While 2020 is nearly in the books, farmers are looking ahead to 2021 with the same outlook of uncertainty they had this year following the coronavirus outbreak in March.
There’s uncertainty regarding COVID-19 and a risk of not knowing if there will be another nationwide shutdown that could lead to more market disruptions like the ones that impacted Florida farmer Sam Accursio this year.
There’s uncertainty regarding trade with China and the tariffs that are currently imposed on Chinese products that have prevented the country from purchasing U.S. pecans. This has led to extreme low prices this year for Southeast farmers.
There are various risks producers have to consider when planning for next year, says Adam Rabinowitz, Assistant Professor and Extension Economist at Auburn University.
“There clearly are a lot of uncertainties as we move forward into 2021. 2020 was a very challenging year as everybody knows from a lot of different standpoints with things that we have experienced that we have not felt before in agriculture as well. That just adds to the uncertainty moving forward,” Rabinowitz said.
“We still have a pandemic, as we see now cases rising and what impact that will have. We saw supply chain disruptions that occurred at the beginning of the year.

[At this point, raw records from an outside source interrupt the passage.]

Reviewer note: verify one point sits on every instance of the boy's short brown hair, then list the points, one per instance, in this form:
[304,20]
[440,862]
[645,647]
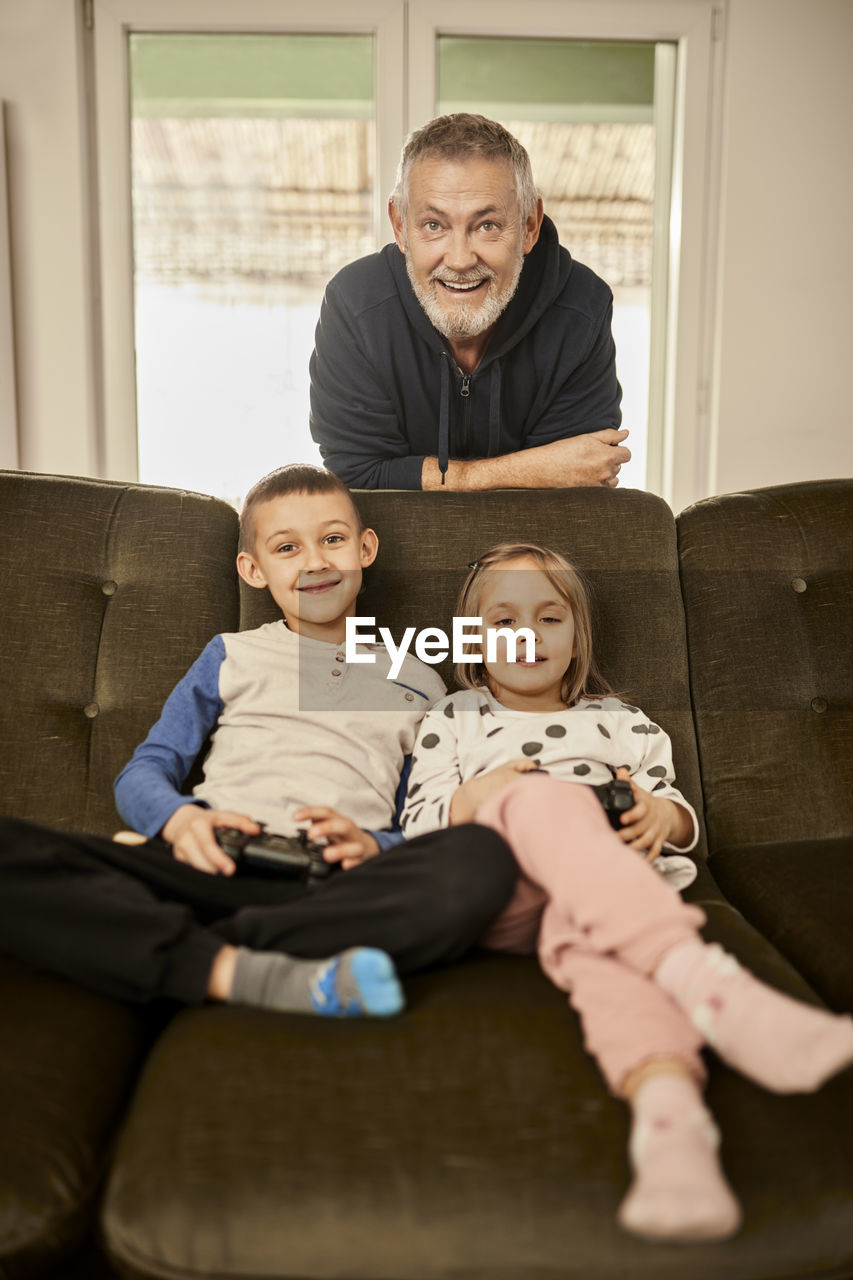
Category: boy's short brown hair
[293,478]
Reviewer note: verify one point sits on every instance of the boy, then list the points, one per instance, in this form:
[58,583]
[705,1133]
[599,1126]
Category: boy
[292,723]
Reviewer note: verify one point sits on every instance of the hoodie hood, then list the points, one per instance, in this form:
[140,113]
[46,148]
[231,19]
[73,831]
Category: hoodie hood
[543,275]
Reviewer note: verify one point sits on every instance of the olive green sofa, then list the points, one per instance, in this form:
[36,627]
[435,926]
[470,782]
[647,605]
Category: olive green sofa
[470,1138]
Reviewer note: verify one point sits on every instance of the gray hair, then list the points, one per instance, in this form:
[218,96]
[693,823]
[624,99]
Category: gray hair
[457,137]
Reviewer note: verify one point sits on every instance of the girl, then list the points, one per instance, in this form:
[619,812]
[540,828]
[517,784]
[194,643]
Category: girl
[516,750]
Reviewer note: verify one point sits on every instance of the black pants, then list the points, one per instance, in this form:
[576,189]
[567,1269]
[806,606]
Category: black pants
[132,922]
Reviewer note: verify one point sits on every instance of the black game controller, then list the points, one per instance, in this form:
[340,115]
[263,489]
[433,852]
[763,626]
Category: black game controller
[290,856]
[616,798]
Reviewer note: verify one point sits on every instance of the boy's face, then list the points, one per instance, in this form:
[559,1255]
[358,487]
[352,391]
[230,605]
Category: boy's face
[518,594]
[310,554]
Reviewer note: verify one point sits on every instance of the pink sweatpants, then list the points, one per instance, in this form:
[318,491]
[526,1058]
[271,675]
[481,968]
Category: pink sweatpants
[600,918]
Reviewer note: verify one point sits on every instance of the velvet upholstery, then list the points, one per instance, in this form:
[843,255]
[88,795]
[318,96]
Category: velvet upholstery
[109,592]
[470,1138]
[769,598]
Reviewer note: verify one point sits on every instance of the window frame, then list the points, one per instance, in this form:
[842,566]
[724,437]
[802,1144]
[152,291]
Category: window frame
[114,22]
[682,451]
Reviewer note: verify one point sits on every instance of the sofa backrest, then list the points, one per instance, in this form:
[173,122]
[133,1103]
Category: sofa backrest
[767,583]
[109,592]
[623,542]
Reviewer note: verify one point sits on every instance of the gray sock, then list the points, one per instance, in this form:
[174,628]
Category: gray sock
[351,984]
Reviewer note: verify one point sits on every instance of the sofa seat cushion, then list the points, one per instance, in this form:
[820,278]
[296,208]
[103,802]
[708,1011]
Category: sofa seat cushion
[799,894]
[68,1064]
[469,1138]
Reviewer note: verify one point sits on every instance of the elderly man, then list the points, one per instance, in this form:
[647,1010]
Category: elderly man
[474,352]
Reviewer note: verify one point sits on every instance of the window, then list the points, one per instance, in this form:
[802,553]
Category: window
[585,113]
[211,270]
[254,176]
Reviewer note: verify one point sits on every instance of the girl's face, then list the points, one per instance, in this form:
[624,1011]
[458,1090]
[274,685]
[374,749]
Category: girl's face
[518,594]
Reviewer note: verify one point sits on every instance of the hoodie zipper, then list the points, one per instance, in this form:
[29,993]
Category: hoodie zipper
[465,392]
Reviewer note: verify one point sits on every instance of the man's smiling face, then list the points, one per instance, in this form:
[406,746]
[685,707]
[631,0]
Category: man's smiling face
[310,551]
[464,238]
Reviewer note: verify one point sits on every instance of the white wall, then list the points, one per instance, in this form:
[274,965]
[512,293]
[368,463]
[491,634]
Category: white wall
[784,408]
[41,82]
[785,280]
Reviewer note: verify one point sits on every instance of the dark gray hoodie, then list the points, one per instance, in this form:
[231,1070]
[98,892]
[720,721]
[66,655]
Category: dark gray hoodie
[386,391]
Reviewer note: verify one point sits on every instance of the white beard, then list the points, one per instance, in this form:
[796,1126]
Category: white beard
[474,319]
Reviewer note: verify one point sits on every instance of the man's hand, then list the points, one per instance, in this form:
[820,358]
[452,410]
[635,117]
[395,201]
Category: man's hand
[583,461]
[580,461]
[652,821]
[349,844]
[469,798]
[190,831]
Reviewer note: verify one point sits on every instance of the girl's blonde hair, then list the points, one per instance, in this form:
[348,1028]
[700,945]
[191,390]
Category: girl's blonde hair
[582,677]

“We’ve seen net farm income continue to drop with the exception of government payments that have helped really to sustain it. There have been two rounds of the Coronavirus Food Assistance Program (CFAP) that have helped really alleviate some of the market issues.”
CFAP 2 Deadline
Producers have until Dec. 11 to submit their CFAP 2 applications. The program is open to growers of specialty crops, including fruits, vegetables, tree nuts, honey, horticulture and maple sap.
The uncertainty is magnified in 2021 because the country will transition from the Trump Administration to the Biden administration. What is the future of trade negotiations and the tariffs that are currently on Chinese goods?
“We do know that we have the trade negotiations that are still ongoing, regardless of who is in the White House. That’s still going to be an ongoing process,” Rabinowitz said.
“There are still the tariffs that the U.S. has put on Chinese products and other products with other countries in retaliation that has occurred likewise for U.S. exports going overseas. What happens to that is still an unknown. We’ve certainly seen China increase their purchasing of U.S. agricultural products this year, including getting into markets they have not been in before. That’s certainly promising.
“This Phase One agreement that we’re under right now with China where we essentially laid out a two-year plan, so what is the future beyond that and will they still be able to meet the first year goals plus an increase in second year goals? It’s still up in the air.”